Вот я и рассказал маршалу, что и как было. Уже правду. Я в больнице заготовил несколько историй, включая и те, что Гольцев был по мальчикам и, пользуясь своей властью, склонял меня к сожительству. Но решил, что маршал шуток не поймёт, и оставил эти истории на будущее. То, что подписал акт по молчанию, я опроверг: меня после карцера бил озноб, руки тряслись, я физически бы не смог удержать перо в руках. Подделка это. Да они и не скрывали, сами сказали, что я уже всё подписал.
Вообще, маршал мог рявкнуть, и меня быстро пред его очами поставили бы. Он и рявкал, дважды – и пшик: нет меня, и всё, ищите сами. В первый раз я в застенках сидел, и это скрывали, во второй раз действительно сбежал, в больнице лежал.
Почему госбезопасность пошла на попятную? Так там разные группировки, вот одна из них и вышла на маршала, выдала ему нужную информацию, сливая своих. Гольцева арестовали. Мои слова о том, что он агент немцев, оказались пророческими: я глумился, а оказалось, он им и был. Ромбового не взяли, он успел сбежать. Папка с моим делом пустая была, ни одной бумаги. Понятно, рисунок автомата «Вал» ушёл к немцам.
Мои показания не требовались, Гольцев уже раскололся, столько инфы было. Остальные за честь мундира боролись, поэтому на судий и давили: мол, акт о молчании вроде как подписал, а треплюсь о том, о чём молчать должен. Всё это мне лично маршал рассказал. Знаете, занятно. Удивил.

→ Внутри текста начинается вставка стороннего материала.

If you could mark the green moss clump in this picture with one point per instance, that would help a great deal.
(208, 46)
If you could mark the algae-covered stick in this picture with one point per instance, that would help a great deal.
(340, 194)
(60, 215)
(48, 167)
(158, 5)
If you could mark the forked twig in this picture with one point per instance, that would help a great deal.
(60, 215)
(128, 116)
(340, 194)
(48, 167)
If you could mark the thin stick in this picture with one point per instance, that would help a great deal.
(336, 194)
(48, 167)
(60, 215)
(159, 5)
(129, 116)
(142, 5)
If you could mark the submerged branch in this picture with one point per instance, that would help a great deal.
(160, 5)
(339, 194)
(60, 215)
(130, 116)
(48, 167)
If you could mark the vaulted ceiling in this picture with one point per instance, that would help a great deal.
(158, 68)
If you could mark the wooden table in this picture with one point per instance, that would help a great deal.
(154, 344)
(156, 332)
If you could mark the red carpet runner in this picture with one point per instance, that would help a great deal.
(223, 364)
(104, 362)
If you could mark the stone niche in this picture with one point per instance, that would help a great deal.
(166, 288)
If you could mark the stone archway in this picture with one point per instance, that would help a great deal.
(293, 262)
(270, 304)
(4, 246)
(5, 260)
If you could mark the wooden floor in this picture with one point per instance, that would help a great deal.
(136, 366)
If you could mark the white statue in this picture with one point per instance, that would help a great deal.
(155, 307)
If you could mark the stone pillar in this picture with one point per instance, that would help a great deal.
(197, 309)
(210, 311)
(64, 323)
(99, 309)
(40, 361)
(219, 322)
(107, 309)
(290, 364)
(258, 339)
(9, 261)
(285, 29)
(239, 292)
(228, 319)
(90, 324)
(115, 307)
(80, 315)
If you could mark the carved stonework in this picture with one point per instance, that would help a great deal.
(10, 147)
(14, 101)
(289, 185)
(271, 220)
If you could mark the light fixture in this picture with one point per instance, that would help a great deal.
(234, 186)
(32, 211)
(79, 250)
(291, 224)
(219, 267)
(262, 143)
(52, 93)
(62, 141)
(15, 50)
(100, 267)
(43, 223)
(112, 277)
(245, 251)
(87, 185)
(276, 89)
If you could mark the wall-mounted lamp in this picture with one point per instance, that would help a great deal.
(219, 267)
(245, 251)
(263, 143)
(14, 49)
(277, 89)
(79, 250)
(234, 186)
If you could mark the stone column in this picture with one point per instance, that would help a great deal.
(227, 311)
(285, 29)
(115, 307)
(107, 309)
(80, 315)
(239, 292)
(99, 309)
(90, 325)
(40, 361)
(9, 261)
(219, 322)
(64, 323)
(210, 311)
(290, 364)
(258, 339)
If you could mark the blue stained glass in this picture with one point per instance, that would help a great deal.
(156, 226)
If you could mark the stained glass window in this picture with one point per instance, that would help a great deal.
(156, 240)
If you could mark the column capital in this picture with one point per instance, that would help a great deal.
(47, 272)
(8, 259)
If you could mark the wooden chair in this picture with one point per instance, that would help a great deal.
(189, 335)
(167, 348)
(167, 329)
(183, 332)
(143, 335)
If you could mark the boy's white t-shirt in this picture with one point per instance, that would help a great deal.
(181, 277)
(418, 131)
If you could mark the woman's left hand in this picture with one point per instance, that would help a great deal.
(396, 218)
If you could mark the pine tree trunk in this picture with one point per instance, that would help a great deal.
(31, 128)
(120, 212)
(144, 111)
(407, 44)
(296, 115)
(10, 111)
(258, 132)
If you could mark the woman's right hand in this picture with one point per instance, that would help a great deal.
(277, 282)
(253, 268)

Синяки у меня на лице ещё не сошли, но уже пожелтели, скоро пропадут, ссадина на виске подживала, губа разбитая тоже. Но это ничего не меняло. Я успел побывать у парикмахера, сходить в душ, после чего меня облачили в новенькую парадную форму (пришлось выдать спрятанные награды, они должны были быть на френче) – и в Кремль. В этот же день, только вечер наступил.
А там награждение. Я получил «Золотую Звезду», орден Ленина третьего типа (это уже второй у меня) и звание старшего лейтенанта. Последнее – от маршала, я так понял, это извинения с его стороны. А у меня руки опустились: я старался, как мог, и ничего – судьба постоянно вмешивается. Блин, ладно, буду пока плыть по течению. А что остаётся? Такое впечатление, что судьба просто не даёт мне свернуть с проторённой дорожки. Может, это всё и совпадение, отрицать не буду, но командиром я становиться не хотел, это комдив восемьдесят седьмой решил, отправив меня в Киев. И я бы им не стал, но командование школы решило нас пораньше порадовать, Да и остальное как-то само собой происходило.
В общем, я махнул рукой: пусть идёт, как идёт, вмешиваться не буду. В принципе, чем выше звание, тем безопаснее, можно и к этому стремиться. Работа в штабе тоже важна и при этом безопасна.
Ночевал я в казармах столичного гарнизона. А на следующий день (наступило уже тринадцатое ноября), когда мне внесли новые данные в удостоверение, я добавил кубарей в петлицы и, получив дорожные, продаттестат, проездные и направление на дальнейшую службу, расстроенный двинул на Киевский вокзал, откуда с ближайшим эшелоном направился в сторону Тулы: моя дивизия там воевала.